IL MANTELLO DI ERACLE NELLA PITTURA VASCOLARE APULA

LE TRE PRATICHE DELL’ENCAUSTO, GANOSIS, CIRCUMLITIO

di Paolo Fundarò

 

Zeus si unì alla mortale Alcmena assumendo astutamente le sembianze del marito Anfitrione e, per giacere in tutta tranquillità nell’ebbrezza della notte, fece durare l’oscurità trentasei ore. Così nacque Eracle.

 

Tiresia il famoso indovino rivelò ad Alcmena e al marito l’origine divina del fanciullo, suscitando l’ira di Hera sposa di Zeus, la quale iniziò a perseguitarlo.
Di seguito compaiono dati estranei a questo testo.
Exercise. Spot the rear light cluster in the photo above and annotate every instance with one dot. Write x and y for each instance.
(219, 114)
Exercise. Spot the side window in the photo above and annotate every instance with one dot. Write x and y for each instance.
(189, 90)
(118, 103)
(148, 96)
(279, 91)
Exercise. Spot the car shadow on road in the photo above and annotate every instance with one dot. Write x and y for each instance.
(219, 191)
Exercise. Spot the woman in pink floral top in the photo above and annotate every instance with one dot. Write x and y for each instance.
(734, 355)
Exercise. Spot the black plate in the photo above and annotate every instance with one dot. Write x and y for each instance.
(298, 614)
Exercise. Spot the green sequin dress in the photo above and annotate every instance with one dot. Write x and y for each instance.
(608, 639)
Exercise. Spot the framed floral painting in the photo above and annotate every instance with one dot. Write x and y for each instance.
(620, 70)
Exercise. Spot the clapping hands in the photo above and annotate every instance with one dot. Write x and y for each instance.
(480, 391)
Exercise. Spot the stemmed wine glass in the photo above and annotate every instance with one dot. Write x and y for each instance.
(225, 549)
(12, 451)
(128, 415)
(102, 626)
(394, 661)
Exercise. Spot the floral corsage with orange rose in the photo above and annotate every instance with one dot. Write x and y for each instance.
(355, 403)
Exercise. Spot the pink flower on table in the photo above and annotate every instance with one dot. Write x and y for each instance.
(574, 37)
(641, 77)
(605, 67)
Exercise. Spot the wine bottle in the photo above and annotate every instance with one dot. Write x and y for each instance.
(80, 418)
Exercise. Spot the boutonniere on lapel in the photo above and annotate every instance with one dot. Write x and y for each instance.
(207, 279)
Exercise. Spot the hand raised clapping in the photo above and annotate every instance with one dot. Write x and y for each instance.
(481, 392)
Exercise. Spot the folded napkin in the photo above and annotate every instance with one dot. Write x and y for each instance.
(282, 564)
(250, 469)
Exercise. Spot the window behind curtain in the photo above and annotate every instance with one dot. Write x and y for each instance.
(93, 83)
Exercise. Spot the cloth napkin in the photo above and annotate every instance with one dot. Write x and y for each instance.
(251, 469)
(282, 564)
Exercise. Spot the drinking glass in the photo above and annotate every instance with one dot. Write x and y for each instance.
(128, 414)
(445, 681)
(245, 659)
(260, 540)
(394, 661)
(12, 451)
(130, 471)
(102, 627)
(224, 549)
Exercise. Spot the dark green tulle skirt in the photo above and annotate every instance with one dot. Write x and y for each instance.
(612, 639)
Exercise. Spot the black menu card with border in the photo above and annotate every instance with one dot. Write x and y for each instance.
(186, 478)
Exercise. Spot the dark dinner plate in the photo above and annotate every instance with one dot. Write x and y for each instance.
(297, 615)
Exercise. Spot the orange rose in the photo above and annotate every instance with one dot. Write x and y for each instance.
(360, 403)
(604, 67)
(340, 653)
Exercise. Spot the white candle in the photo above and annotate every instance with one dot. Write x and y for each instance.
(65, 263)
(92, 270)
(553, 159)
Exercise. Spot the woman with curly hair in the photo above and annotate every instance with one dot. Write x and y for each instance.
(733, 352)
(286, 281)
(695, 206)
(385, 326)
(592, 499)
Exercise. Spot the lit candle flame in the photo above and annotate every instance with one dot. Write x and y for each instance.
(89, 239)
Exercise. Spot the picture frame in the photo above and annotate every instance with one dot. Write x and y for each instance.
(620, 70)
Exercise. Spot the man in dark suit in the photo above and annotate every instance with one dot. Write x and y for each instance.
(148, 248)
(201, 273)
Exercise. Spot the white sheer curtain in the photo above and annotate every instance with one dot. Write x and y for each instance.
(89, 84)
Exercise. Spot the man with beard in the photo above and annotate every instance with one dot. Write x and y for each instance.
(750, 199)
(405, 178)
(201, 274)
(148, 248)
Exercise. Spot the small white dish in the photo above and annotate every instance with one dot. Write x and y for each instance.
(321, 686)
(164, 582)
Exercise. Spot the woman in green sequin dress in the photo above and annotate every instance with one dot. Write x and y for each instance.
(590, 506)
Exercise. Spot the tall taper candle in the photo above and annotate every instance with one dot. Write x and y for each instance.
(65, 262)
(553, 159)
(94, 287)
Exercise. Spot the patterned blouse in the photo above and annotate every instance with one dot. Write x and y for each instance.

Anfitrione allevò l’eroe con cura e gli insegnò a condurre cocchi e a domare cavalli. Eracle compii grandi imprese impossibili per un comune mortale con l’aiuto di Athena che gli regalò un mantello ed Hermes una spada. Cosi intraprese la prima fatica; la lotta contro il leone Nemeo.

 

In un famoso cratere Apulo prodotto verosimilmente a Taranto e attualmente collocato al Metropolitan Museum di New York (MMA 50.11.4), ritroviamo Eracle rappresentato in una statua in marmo con la pelle del leone Nemeo, la leontè, nell’istante in cui mollemente pende dall’omero sinistro verso il polpaccio.

 

Eracle intento con la mano destra ad impugnare la clava sostenuta da una colonna leggermente più alta e separata dal supporto che lo sostiene, è raffigurato su un basamento ricoperto da un drappo. Il braccio sinistro si protrae in avanti piegato ad angolo retto col gomito. Le gambe e le cosce appaiono visibilmente massicce.

 

Il dio è fermo sulla gamba destra mentre la sinistra è lievemente flessa in avanti, il tronco rilassato in una sinuosa torsione. Il volto girato di tre quarti a sinistra rispetto al tronco, coi capelli folti e voluminosi e lo sguardo deciso rivolto in lontananza.

 

A sinistra della statua vi è un artefice barbato col tipico abbigliamento consistente in un lungo perizoma e pilos, mentre un artigiano è intento nella rifinitura del mantello con un utensile di metallo, un giovane schiavo di colore, lo assiste attizzando le braci con un mantice.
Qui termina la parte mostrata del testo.